LABOR CASE DIGEST. Account execs are independent contractors
Petitioners Antonio Valeroso and Allan Legatona alleged that they started working on Nov. 1, 1998 and July 13, 1998, respectively, as account executives tasked to solicit cable subscriptions for respondent Skycable Corp.
They received commissions ranging from P15,000 to P530,000 each upon reaching a specific quota every month and an allowance of P6,500 to P7,000 per month. From being direct hires of respondent, they were transferred on Jan. 1, 2007 to Skill Plus Manpower Services. In February 2009, they were informed that their commissions would be reduced due to the introduction of prepaid cards sold to cable subscribers resulting in lower monthly cable subscriptions.
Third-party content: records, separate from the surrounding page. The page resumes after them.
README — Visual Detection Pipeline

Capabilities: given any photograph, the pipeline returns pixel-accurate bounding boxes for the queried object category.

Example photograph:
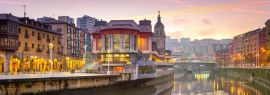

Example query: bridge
[174,62,216,72]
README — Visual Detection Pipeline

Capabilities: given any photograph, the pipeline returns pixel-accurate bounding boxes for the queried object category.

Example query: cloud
[202,19,212,25]
[166,31,184,39]
[160,0,184,4]
[234,9,270,15]
[0,1,24,5]
[172,19,189,25]
[128,0,270,19]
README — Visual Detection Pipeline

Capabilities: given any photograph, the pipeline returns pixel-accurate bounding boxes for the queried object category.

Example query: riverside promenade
[0,72,119,95]
[0,72,115,81]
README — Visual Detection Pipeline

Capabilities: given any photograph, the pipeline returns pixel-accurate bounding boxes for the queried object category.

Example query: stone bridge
[174,62,216,71]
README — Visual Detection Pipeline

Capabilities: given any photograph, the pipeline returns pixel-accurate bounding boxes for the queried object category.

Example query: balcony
[47,39,51,42]
[57,50,63,55]
[58,40,61,45]
[24,47,30,51]
[24,33,29,38]
[36,48,42,52]
[38,36,41,40]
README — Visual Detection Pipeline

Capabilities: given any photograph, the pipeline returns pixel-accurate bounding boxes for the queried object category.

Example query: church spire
[158,11,161,22]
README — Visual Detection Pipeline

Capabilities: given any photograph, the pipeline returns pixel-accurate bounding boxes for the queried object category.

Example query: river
[88,68,270,95]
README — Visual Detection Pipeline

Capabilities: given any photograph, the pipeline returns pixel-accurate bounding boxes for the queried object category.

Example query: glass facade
[104,34,133,51]
[124,35,130,51]
[113,34,121,51]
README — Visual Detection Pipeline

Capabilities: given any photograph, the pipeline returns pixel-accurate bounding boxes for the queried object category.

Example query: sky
[0,0,270,39]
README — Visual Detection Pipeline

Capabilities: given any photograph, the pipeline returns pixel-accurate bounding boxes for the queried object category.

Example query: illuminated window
[96,39,102,50]
[140,37,148,50]
[113,34,121,51]
[124,35,130,51]
[105,35,110,50]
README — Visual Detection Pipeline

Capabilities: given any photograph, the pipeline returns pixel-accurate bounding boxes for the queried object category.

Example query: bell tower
[154,11,166,55]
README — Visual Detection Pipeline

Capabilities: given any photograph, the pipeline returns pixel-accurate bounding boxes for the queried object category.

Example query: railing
[24,33,29,38]
[36,48,42,52]
[38,36,41,40]
[24,47,30,51]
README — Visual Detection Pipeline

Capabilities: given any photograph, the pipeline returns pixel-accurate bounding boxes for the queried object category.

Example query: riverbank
[0,68,174,95]
[215,68,270,95]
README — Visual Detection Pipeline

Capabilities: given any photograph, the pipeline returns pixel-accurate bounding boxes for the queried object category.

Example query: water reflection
[171,71,261,95]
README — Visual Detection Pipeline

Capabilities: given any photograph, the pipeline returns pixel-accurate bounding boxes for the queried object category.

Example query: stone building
[0,14,62,74]
[91,20,153,72]
[154,11,166,60]
[230,28,267,67]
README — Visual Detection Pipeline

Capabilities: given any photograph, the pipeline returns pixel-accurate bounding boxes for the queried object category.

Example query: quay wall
[0,70,174,95]
[216,68,270,81]
[0,75,118,95]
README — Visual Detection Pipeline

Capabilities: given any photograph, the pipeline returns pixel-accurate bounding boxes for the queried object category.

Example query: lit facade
[0,14,62,74]
[46,20,85,71]
[92,20,153,72]
[230,28,267,67]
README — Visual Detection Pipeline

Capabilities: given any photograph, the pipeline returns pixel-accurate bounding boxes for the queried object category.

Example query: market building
[91,20,153,72]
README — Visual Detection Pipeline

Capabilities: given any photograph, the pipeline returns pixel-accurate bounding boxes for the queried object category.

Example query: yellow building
[0,14,62,74]
[46,20,85,71]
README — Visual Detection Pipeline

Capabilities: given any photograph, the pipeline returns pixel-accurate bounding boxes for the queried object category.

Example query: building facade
[77,15,97,53]
[77,15,97,32]
[0,14,62,74]
[154,12,166,58]
[230,28,267,67]
[58,16,74,24]
[45,20,85,71]
[92,20,153,72]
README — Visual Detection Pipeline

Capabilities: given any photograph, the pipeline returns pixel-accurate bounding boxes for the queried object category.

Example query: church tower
[154,11,166,55]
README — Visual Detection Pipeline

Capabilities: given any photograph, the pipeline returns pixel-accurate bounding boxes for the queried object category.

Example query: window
[24,29,29,38]
[113,34,121,51]
[32,31,35,36]
[139,37,148,51]
[105,35,110,50]
[18,28,21,33]
[24,42,28,47]
[124,35,130,51]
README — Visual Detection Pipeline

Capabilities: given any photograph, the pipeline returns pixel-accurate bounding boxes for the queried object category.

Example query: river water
[89,68,270,95]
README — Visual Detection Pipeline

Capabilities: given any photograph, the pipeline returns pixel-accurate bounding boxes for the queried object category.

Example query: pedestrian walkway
[0,72,115,80]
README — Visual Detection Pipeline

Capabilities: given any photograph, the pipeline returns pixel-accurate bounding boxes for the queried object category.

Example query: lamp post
[107,50,110,75]
[83,45,87,64]
[49,43,53,76]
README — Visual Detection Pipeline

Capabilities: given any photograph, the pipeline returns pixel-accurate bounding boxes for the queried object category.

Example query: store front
[10,55,20,74]
[38,58,47,73]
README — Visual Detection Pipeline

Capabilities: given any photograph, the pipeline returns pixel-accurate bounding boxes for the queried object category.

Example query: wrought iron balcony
[24,33,29,38]
[36,48,42,52]
[24,47,30,51]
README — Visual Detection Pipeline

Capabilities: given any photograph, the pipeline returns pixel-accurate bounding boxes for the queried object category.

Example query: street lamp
[107,49,110,75]
[49,43,53,76]
[83,45,87,64]
[255,54,260,67]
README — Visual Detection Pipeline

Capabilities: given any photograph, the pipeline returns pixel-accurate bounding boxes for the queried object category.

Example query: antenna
[23,5,26,17]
On the other hand, respondent claimed that it did not terminate the services of petitioners for there was never an employer-employee relationship between them. It averred that in 1998, respondent engaged petitioners as independent contractors under a sales agency agreement. In 2007, it decided to streamline its operations and instead of contracting with numerous independent account executives such as petitioners, respondent engaged the services of an independent contractor, Armada Resources & Marketing Solutions, Inc., formerly Skill Plus Manpower Services.
As a result, petitioners’ contracts were terminated but they, together with other sales executives, were transferred to Armada, which became their employer. In 2009, respondent and Armada again entered into a sales agency agreement wherein petitioners were again tasked to solicit accounts/generate sales for respondent. Which argument finds merit?
Ruling: That of SkyCable Corp.
Indeed, “the presence of the power of control is indicative of an employment relationship while the absence thereof is indicative of independent contractorship.”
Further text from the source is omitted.